Eloisa Moreno shows off her diploma in the much-delayed 2020 McNary High School commencement ceremony. Latino students led all of McNary’s subgroups with a 91.48% graduation rate (File).
After recording their best graduation numbers in more than a decade in 2019, the McNary High School class of 2020 again posted some of the best numbers in the Salem-Keizer School District.
McNary’s four-year senior cohort graduated 91.21% of students in 2020, just over 10% higher than the district average. It was the second year in a row that McNary graduated more than 90% of their senior class.
“This isn’t a blip. We have been tracking these numbers for the last six years and we have seen consistent growth year in and year out,” McNary principal Erik Jespersen said. “It’s validating to know that we are going in the right direction as a collective school.”
One of the biggest sources of pride for Jespersen was seeing the four-year graduation rate for Latino students.
When Jespersen took over as the McNary principal during the 2014-15 school year, Latino students, which represent approximately one-third of the McNary student body, had a 73% graduation rate. During that same year, white students posted an 86% graduation rate.
Over the last six years, the gap has completely closed. According to Jespersen, 2020 was the first year in school history that Latino students had a higher graduation rate (91.48%) than white students (91.25%) — the Latino graduation rate numbers improved nearly 7% from last year.
The 91.25% Latino graduation at McNary is 12% higher than the state average.

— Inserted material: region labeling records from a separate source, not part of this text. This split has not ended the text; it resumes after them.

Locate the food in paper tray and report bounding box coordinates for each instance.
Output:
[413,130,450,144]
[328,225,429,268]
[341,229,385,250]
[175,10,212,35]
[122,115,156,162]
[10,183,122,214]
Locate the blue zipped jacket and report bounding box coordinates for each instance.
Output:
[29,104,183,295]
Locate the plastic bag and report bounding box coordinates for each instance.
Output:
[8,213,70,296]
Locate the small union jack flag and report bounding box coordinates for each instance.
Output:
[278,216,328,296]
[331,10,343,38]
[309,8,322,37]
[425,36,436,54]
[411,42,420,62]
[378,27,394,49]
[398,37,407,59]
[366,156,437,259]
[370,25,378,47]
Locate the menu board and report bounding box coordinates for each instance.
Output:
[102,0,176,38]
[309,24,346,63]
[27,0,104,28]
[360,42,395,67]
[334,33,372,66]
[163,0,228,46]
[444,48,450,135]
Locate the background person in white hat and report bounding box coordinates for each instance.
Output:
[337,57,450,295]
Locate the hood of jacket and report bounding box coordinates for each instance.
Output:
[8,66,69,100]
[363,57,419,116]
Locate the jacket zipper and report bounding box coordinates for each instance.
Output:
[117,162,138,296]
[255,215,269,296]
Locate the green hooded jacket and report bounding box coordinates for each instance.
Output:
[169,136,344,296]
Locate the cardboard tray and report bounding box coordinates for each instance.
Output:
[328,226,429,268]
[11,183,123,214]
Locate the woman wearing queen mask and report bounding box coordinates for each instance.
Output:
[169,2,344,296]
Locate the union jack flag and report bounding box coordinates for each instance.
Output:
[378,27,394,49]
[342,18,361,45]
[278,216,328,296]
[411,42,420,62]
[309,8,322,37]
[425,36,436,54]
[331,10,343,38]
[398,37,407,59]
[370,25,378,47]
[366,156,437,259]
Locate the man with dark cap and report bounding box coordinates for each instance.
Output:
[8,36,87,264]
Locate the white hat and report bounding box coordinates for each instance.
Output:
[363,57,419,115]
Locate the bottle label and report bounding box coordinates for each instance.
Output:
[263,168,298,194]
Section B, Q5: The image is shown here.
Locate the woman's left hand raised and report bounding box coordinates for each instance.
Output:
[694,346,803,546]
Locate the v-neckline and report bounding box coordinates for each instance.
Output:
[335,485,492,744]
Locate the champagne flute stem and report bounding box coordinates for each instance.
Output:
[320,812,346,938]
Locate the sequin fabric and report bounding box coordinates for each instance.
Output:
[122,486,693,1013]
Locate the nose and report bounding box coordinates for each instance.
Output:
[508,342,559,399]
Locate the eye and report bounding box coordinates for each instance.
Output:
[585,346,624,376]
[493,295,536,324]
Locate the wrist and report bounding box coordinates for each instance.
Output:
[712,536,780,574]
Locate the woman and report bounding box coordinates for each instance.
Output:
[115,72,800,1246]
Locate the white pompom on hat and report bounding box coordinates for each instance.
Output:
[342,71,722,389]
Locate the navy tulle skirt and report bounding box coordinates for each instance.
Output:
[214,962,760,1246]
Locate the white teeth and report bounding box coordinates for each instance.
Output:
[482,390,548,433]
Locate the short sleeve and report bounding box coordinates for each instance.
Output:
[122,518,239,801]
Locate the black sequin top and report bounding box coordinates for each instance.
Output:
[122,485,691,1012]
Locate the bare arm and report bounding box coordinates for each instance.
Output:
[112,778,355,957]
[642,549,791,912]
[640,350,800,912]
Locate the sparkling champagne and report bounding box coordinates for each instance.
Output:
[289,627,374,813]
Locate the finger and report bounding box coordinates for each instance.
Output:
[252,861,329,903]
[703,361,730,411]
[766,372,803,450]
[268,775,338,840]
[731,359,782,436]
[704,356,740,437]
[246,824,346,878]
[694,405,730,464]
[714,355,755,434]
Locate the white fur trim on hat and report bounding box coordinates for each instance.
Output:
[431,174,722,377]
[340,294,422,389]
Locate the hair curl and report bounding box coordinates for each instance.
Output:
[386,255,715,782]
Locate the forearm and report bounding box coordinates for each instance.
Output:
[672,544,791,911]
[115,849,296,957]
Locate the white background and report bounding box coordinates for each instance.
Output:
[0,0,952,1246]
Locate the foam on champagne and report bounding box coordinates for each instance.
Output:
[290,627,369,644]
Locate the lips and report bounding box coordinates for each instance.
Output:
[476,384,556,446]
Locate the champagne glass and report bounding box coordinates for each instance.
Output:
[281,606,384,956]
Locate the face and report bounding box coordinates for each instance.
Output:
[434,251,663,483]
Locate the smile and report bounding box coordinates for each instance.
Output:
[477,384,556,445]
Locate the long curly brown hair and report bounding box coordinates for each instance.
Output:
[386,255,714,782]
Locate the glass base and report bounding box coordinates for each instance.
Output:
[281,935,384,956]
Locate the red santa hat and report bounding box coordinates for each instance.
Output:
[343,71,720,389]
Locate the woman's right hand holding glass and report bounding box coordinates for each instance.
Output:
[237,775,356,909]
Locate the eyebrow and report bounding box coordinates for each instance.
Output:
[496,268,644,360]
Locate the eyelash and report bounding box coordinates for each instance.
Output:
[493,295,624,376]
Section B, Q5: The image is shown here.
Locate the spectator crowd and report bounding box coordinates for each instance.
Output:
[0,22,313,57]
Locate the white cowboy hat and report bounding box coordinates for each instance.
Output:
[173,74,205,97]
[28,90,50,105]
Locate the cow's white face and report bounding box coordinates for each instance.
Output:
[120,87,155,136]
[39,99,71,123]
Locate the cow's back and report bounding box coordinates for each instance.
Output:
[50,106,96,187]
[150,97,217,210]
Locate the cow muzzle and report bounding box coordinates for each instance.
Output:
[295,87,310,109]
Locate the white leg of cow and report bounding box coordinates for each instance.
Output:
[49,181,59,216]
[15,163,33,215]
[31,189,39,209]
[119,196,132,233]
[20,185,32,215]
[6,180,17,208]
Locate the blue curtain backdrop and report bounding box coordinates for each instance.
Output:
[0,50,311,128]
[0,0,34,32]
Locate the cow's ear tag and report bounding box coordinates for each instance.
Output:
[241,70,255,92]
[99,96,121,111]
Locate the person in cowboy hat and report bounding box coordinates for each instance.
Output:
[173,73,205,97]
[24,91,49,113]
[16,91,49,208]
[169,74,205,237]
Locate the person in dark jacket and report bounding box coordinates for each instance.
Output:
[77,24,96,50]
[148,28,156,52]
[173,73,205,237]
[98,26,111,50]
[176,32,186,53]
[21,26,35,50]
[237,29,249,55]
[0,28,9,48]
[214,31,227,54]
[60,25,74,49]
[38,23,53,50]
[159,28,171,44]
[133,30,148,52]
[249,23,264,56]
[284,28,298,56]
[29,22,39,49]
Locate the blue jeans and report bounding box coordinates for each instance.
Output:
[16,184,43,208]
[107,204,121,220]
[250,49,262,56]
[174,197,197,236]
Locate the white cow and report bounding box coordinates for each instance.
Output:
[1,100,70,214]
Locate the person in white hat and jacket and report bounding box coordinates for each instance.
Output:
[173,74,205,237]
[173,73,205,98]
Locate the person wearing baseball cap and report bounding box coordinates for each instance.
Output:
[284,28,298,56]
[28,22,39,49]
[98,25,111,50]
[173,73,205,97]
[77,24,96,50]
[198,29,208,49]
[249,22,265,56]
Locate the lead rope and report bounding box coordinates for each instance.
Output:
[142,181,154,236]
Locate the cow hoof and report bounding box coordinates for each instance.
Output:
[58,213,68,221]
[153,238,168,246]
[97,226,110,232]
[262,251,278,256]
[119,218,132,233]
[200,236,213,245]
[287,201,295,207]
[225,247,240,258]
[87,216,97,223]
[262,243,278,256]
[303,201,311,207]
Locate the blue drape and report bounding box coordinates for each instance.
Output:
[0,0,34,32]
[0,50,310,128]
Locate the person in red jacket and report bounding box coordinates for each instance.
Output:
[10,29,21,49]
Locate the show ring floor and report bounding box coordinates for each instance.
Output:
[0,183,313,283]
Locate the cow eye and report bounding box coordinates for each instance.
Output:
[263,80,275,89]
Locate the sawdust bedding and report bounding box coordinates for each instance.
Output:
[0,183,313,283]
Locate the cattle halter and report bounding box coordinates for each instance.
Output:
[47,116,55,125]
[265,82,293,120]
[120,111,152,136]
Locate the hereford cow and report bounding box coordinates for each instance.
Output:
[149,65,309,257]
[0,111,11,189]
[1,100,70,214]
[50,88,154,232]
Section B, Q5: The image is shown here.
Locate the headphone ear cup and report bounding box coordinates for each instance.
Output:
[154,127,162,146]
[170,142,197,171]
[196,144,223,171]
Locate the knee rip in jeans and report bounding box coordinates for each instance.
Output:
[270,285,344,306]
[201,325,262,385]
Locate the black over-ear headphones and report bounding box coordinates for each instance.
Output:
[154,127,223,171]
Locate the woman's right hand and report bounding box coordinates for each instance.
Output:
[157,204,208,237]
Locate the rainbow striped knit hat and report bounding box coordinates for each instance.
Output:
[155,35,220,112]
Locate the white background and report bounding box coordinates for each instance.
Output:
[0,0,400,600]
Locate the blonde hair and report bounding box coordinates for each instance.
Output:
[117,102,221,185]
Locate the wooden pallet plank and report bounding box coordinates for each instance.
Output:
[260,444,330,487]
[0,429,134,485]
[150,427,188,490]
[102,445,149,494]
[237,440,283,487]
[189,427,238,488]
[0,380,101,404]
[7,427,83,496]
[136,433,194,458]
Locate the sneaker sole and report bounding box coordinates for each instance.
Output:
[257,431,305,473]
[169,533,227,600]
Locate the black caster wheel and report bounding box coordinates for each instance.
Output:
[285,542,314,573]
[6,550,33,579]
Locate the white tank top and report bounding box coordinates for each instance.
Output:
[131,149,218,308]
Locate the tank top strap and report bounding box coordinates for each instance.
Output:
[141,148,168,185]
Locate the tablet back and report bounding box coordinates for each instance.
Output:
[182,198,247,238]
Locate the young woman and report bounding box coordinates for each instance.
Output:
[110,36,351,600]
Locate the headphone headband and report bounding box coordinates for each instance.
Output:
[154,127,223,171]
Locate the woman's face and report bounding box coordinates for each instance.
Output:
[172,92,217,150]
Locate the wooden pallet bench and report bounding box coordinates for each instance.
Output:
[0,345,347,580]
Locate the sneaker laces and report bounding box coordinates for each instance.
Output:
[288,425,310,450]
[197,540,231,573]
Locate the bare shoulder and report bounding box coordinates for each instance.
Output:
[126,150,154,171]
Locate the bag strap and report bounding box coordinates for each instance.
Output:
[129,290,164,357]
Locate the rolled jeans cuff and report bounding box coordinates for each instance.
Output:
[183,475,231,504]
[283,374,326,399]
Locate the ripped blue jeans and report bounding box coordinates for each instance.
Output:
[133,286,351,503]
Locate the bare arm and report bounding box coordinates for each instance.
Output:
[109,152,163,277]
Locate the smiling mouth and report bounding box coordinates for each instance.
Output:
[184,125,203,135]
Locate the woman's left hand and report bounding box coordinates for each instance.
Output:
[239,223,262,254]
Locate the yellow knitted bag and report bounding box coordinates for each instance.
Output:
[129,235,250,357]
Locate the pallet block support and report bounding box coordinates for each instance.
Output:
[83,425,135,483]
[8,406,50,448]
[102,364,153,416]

“It’s so incredibly gratifying to know that if you are walking in our hallways, the chance you are going to have success is extremely high and it propels you to be a successful citizen for the rest of your life. It just matters. We don’t have gaps at our school. We serve all of our kids. It’s a really great feeling,” Jespersen said.
For the second straight year, McNary also experienced a boost in special education graduation numbers. In 2014-15, special education students, or students on an individualized learning plan (IEP), graduated 52.2% of their students. But over a six-year period, the rate has improved by more than 30% as McNary special education students graduated in 2020 at an 82.5% clip — more than 14% higher than the state average.
Jespersen credits the culture that has been created at McNary as one of the main reasons for the improvement.
“I give tremendous credit to our special education team, both teachers and instructional assistants. They are superstars. But in addition to that, I give tremendous credit to the rest of our staff. Our general education staff are constantly present at IEP meetings, both physically and mentally,” Jespersen said. “When you have a case manager and special education teachers working with a general (education) teacher, there is great collaboration there that didn’t necessarily exist seven or eight years ago. We have done a really good job providing services for kids within the context of their regular education.”
Additionally, 91.21% of students in the 2020 senior class that are considered economically disadvantaged were able to receive their diplomas — more than 12% above the state average.
According to Jespersen, one of McNary’s strengths as a school is being able to track student data and using that data for rapid interventions when needed.
“At any point, we know how any of the kids in our subgroups are doing with their grades in real time and what their attendance is in real time,” Jespersen said. “We have also hired people that have a heart for kids and an innovative spirit.”
When the COVID-19 pandemic ended in-person classes in March of 2020, Jespersen felt that the relationships that educators had developed with their students helped them cross the finish line successfully.
“I think our kids come to McNary and feel like we love them and we care for them and we are going to do whatever we can, and quite honestly, I believe that matters more than anything else,” Jespersen said.
After receiving the graduation results, Jespersen emailed the principal at each elementary and middle school in Keizer, thanking them for the role each school has played for McNary’s class of 2020’s success.
“I thanked them for all the work that they have done to help prepare our kids at McNary. “Two-thirds of a kid’s public school experience is before high school. Our success is because of their success. It’s a team effort. And I think that’s a unique thing that we have in Keizer. It’s a collective effort for all of our kids. This isn’t just a win for McNary, it’s a win for Keizer,” Jespersen said.